Трудная работа у Махмуршина. Почетная работа. Думать надо много, много. Всему нужен учет. Днем Махмуршин на посту директора, а вечером учится читать и считать. Взрослый сын помогает.
Поселок не узнать теперь. Поселок защищен от северных колючих ветров тайгой, он прилепился к подножью Медвежьей горы. Ветер гуляет там на вершине. И только зимой, когда падают снега, ветру легче пробраться на улицу. Тогда бушует вьюга. Она свистит и воет, как старый шаман Зы́рка, которого прогнали вместе с сибирской язвой.

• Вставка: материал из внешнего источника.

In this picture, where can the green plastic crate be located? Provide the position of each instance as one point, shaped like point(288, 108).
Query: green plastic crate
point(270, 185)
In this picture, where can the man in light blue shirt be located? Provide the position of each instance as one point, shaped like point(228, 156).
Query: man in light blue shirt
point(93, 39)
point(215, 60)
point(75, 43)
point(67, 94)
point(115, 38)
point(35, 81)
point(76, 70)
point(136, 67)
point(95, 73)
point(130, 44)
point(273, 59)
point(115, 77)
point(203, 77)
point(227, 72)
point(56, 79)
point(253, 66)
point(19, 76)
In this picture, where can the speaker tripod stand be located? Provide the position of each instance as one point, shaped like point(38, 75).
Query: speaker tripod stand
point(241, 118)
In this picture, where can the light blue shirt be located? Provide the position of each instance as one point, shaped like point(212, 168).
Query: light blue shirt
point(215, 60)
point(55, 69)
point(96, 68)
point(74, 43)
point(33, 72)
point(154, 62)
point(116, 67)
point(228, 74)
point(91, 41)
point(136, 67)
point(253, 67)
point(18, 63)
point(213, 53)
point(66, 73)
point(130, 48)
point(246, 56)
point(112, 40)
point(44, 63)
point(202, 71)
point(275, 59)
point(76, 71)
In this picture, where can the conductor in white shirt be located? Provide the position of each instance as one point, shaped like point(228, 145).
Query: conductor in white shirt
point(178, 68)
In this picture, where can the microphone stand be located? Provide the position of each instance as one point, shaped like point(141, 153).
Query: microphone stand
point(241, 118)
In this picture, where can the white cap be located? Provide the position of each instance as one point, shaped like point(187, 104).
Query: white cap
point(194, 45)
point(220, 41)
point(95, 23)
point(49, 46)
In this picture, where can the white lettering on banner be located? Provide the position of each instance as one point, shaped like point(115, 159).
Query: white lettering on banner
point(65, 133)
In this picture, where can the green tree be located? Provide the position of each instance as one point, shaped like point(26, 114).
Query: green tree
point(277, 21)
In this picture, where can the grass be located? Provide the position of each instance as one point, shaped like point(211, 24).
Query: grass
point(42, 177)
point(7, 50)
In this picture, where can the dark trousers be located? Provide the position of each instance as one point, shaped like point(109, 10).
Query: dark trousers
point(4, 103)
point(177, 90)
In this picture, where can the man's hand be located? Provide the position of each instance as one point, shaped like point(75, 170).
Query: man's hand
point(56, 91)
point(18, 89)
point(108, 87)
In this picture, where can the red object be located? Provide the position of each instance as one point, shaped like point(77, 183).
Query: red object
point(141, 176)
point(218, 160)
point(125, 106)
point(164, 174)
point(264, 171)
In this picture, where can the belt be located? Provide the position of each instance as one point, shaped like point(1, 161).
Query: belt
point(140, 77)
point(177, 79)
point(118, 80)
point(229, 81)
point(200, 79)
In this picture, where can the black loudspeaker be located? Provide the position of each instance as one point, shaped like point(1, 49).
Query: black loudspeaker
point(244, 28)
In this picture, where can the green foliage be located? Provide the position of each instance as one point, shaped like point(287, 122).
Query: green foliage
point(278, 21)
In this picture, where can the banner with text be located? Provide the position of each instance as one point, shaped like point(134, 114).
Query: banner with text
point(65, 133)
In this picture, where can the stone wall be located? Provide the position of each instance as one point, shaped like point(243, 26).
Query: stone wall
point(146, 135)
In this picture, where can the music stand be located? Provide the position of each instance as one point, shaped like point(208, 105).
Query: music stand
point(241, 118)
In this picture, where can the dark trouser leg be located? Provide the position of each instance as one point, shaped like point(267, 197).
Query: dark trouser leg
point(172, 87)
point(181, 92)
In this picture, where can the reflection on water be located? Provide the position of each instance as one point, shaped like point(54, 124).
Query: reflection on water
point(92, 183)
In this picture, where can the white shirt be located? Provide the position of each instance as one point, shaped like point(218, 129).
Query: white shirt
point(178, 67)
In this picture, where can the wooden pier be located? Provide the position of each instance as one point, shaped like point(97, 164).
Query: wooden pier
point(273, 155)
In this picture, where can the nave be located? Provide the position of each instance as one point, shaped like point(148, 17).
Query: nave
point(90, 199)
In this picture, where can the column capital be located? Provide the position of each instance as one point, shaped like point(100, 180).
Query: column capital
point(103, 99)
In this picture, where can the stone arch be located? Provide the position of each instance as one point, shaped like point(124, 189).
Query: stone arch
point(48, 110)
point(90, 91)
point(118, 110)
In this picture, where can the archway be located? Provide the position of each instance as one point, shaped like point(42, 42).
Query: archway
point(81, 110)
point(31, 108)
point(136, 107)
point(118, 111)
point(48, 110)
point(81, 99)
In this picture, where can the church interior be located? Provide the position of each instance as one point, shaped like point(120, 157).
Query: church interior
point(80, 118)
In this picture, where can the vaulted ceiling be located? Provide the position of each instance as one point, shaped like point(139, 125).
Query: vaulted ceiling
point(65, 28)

Из толстых бревен сложены дома, контора, амбулатория, школа, клуб, магазин, лаборатория и продовольственные склады. Чистые и теплые дома у всех работников совхоза. У каждого в доме радио, газеты. У каждого дети учатся в школе. Вот сидит напротив Махмуршина почетный оленевод Банка Онэмэ и курит трубку. Он совсем, совсем уже приготовился слушать директора. Директор любуется гостем. Онэмэ собрался как на праздник. Замшевая куртка Онэмэ украшена цветным рисунком и бусами. На ногах расшитые унты. Наверное, опять привез Онэмэ песню, и Косев будет рад, как ребенок, недаром он дружит с кочевниками, умеющими петь длинные легенды, и разъезжает по тундре, записывает песни. Это Махмуршин дает ему адреса напевников. Уж он-то знает всех оленеводов округа!